Odd behavior from Llama-3-Lumimaid-70B-v0.1-alt.i1-Q5_K_S.gguf
I download https://huggingface.co/mradermacher/Llama-3-Lumimaid-70B-v0.1-alt-i1-GGUF/blob/main/Llama-3-Lumimaid-70B-v0.1-alt.i1-Q5_K_S.gguf and am seeing some odd behavior from it. With a 4k context length, compared to various uncensored Llama-2-70B models I'm used to, it just seems rather random, missing contextual facts and making sporadic errors β significantly worse behavior than I'm used to from Llama2-70B-based models. However, Llama 3 is supposed to support an 8k context length, and when I try that I get an incomprehensible sequence of random tokens mixing ones from various languages. So I'm unsure whether:
- the Llama-3-Lumimaid-70B-v0.1-alt model just isn't very good, and for some reason only supports 4k context lengths rather than 8k like the original Llama-3 70B, or
- the quantization process has somehow damaged it, either by some mistake during quantization or just that the model doesn't do well when quantized to ~ 5 bits, or
- it's a lot more sensitive to the details of the inference environment (I'm using kobold.cpp on Mac Apple Silicon via Silly Tavern) than I'm used to and I've made some mistake in setting up the prompt format or inference parameter settings.

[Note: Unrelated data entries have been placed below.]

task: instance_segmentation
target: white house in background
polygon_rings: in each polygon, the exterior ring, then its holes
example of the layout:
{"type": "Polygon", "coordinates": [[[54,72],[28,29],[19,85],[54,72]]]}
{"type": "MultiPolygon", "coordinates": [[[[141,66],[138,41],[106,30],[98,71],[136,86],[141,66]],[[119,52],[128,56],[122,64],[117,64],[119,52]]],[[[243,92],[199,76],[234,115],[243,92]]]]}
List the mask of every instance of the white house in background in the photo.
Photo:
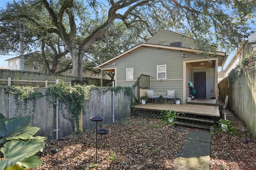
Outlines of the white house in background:
{"type": "MultiPolygon", "coordinates": [[[[8,67],[5,68],[0,68],[5,69],[9,69],[12,70],[22,70],[30,71],[36,71],[36,72],[44,72],[44,69],[40,67],[38,63],[37,62],[34,62],[33,66],[31,68],[28,68],[24,64],[26,62],[26,59],[30,55],[34,53],[40,53],[40,51],[36,51],[32,53],[28,53],[24,55],[24,58],[23,58],[20,56],[18,56],[13,58],[10,58],[5,60],[8,61],[8,67]]],[[[50,65],[50,67],[51,66],[50,65]]],[[[62,75],[72,76],[73,74],[73,69],[70,69],[66,71],[62,72],[60,74],[62,75]]],[[[96,78],[100,78],[101,75],[100,74],[94,74],[92,71],[86,70],[85,73],[84,73],[84,77],[92,77],[96,78]]],[[[103,77],[104,79],[107,79],[110,80],[111,78],[109,76],[106,76],[103,77]]]]}
{"type": "Polygon", "coordinates": [[[230,71],[236,66],[240,60],[254,49],[256,49],[256,32],[249,36],[242,43],[224,70],[223,78],[228,77],[230,71]]]}

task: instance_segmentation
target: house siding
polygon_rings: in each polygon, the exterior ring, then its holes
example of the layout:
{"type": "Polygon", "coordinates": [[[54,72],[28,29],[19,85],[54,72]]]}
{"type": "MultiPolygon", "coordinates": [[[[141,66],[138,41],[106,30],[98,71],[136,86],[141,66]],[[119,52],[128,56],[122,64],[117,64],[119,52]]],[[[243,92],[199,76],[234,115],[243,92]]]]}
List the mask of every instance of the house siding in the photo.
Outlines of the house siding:
{"type": "Polygon", "coordinates": [[[193,73],[204,72],[206,72],[206,99],[210,99],[211,97],[214,97],[211,90],[214,91],[214,68],[206,68],[193,69],[193,73]]]}
{"type": "Polygon", "coordinates": [[[160,31],[146,43],[170,45],[171,43],[178,42],[182,42],[182,47],[191,48],[193,45],[192,39],[164,30],[160,31]]]}
{"type": "MultiPolygon", "coordinates": [[[[142,74],[145,74],[151,76],[152,89],[158,93],[175,90],[176,97],[182,99],[183,61],[204,59],[204,57],[194,53],[187,53],[188,57],[182,57],[181,55],[184,53],[178,51],[143,47],[115,62],[116,85],[131,86],[137,77],[142,74]],[[160,80],[157,80],[156,66],[164,64],[166,65],[166,79],[160,81],[160,80]],[[126,69],[131,67],[134,69],[134,81],[126,81],[126,69]]],[[[106,66],[104,69],[110,68],[113,68],[113,65],[106,66]]],[[[188,78],[192,79],[192,68],[189,68],[188,70],[188,71],[190,73],[190,75],[188,78]]],[[[213,79],[213,82],[214,77],[213,79]]],[[[182,102],[182,100],[181,102],[182,102]]]]}

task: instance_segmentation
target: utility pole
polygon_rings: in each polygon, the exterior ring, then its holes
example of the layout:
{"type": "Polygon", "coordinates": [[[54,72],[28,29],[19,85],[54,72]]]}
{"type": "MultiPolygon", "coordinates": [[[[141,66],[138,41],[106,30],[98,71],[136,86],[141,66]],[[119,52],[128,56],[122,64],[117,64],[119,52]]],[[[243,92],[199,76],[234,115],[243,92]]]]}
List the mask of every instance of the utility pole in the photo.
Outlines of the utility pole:
{"type": "Polygon", "coordinates": [[[20,70],[24,70],[24,28],[22,24],[20,24],[20,70]]]}

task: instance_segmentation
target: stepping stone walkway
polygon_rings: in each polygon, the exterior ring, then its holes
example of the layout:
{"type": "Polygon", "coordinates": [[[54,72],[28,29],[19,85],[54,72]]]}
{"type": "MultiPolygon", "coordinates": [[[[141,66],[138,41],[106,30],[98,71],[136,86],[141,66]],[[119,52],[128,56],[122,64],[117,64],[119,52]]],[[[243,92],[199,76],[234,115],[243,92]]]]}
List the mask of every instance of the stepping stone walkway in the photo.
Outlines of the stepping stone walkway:
{"type": "Polygon", "coordinates": [[[176,170],[210,170],[211,137],[208,132],[194,131],[187,136],[174,160],[176,170]]]}

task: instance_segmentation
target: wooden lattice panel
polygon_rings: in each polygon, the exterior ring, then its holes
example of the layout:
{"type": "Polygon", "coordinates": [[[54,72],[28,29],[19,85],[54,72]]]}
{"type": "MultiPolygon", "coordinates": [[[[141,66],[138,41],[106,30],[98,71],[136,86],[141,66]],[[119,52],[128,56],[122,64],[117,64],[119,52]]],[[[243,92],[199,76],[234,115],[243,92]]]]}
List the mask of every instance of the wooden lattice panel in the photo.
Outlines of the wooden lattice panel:
{"type": "Polygon", "coordinates": [[[153,118],[159,118],[160,116],[159,113],[137,110],[134,110],[133,115],[136,116],[143,117],[152,117],[153,118]]]}

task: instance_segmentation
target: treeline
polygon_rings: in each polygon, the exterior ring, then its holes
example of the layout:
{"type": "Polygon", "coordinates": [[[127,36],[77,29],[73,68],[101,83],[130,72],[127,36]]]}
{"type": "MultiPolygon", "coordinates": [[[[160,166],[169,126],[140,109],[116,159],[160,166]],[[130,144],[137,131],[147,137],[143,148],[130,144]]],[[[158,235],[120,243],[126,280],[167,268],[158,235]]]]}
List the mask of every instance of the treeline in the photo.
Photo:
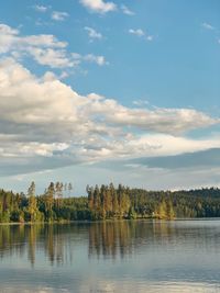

Has anyone had any luck using this model at 8k context lengths, or with quantizations around 4-5 bits? In your experience, how does it compare to similar Llama2 70b models?
Having downloaded a different GGUF quantization of the same model https://huggingface.co/NeverSleep/Llama-3-Lumimaid-70B-v0.1-alt-GGUF/blob/main/Llama-3-Lumimaid-70B-v0.1-alt.q4_k_m.gguf done by NeverSleep, the creator of this model, that is behaving much better. So my suspicion is now that there's something subtly wrong with mradmacher's GGUF quantization of this model, at least for https://huggingface.co/mradermacher/Llama-3-Lumimaid-70B-v0.1-alt-i1-GGUF/blob/main/Llama-3-Lumimaid-70B-v0.1-alt.i1-Q5_K_S.gguf
The obvious difference is that these are weighted quants, not static ones. However, given the randomness of LLMs, one would really need a more objective way of testing than subjective experience. And most importantly, it makes little sense to compare different quantizations and expect them to be the same, especially if the difference is just "subtle".